A great teacher once said: When a thought of hate is let loose in the world, it must be met by a greater thought of love. When an act of hatred is let loose, it too must be met by a greater act of love.
Such was on my mind when news came from Durham that three crosses were set ablaze in a vivid reminder of an ugly past and a present still tainted with the sin of racism. Hate, pure hate, coupled with ignorance this is.
But fate has many faces, and after the vigils and hand-wringing came the love-based action in the form of the Rose Garden Forum, a Chapel Hill High School initiative aimed at creating a physical and emotional space where students from all racial and economic backgrounds gather to vent their disgust with racism and classism and then discuss real-life solutions.
Stories of forum participants are riddled with tales of physical and mental abuse, alcoholism and racism, but also hope, creativity and determination. The idea is to fashion a conversation where perception shifts from a head-based understanding of issues to a heart-based one. As a result, many students find common ground and the power to become the change they wish to see in the world, as Gandhi would say.

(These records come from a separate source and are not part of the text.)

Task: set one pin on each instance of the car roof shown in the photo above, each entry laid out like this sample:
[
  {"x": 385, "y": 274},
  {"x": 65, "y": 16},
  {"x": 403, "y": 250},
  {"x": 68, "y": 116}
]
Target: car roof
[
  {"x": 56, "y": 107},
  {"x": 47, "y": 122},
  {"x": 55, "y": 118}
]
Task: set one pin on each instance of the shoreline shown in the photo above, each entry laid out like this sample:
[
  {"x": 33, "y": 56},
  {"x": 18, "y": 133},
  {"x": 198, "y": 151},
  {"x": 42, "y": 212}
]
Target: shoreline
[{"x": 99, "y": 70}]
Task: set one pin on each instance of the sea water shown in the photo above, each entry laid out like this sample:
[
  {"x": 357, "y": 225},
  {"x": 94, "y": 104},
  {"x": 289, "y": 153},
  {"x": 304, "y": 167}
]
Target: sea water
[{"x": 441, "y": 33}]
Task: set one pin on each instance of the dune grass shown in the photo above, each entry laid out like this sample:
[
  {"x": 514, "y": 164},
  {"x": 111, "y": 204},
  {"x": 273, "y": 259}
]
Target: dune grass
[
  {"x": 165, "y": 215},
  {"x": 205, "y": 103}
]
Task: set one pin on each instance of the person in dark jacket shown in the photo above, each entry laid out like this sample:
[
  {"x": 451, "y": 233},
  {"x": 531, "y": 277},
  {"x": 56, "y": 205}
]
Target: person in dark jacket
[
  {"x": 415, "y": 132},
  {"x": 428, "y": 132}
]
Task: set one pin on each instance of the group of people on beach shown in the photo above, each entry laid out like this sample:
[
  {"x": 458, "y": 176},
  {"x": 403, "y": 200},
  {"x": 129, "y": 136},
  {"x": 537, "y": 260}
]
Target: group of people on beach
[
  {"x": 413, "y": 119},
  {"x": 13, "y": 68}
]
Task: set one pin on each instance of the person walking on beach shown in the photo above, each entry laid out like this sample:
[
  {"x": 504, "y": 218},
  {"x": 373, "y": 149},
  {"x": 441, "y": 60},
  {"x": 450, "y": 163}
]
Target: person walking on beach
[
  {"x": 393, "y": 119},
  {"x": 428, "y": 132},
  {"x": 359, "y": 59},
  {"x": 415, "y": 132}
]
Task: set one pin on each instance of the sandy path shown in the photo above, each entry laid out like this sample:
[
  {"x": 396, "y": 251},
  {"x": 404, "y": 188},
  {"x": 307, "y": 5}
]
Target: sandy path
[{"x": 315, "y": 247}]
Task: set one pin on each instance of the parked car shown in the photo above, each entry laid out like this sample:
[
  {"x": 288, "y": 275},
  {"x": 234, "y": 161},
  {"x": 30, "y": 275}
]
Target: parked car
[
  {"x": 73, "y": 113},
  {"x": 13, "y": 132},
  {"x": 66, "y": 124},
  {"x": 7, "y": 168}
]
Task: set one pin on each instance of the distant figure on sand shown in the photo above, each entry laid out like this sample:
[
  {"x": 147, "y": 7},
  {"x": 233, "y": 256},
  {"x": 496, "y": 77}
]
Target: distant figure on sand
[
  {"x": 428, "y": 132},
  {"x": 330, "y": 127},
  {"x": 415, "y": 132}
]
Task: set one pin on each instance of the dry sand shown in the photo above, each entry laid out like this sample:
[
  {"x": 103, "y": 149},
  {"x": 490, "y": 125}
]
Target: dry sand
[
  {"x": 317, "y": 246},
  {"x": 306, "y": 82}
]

Before the end, students who would never speak to each other are hearing each other out. This leads to understanding and in many cases, friendship; which leads to tutoring, which leads to closing the academic achievement gap that exists between students from disparate economic classes typically drawn along racial lines.
This forum works because it’s one thing for a rich doctor’s son to read a journal article about some poor kid’s lifetime of torment due to parental drug abuse and racist oppression. It’s another thing to hear the entire, sordid tale from the anguished, bitter, tearful student herself.
It’s one thing for a typically “good” student to want to tutor someone out of the goodness of her heart. It’s another to become personally invested in someone’s life as a friend through thick and thicker.
Such is the goal of the Rose Garden Forum, the brainchild of Sherlock Graham-Haynes, an advocacy specialist at CHHS who hails from the downtrodden streets of Jamaica not shown on cruise ads.
Though many report cards have improved, this is not about good grades. The guys at Enron got good grades. This is about character, morality and the abolition of racism and class-ism from the root up. It’s about giving students a voice they never knew anyone cared to hear. The Rose Garden Forum represents the fundamental shift in consciousness–from head to heart–society has always needed and always will for true change to transpire.
Bastards of the lowest sort showed their lack of quality in Durham last week. This act of hate captured the headlines. The Rose Garden Forum captures hearts. Which do you think will win in the end?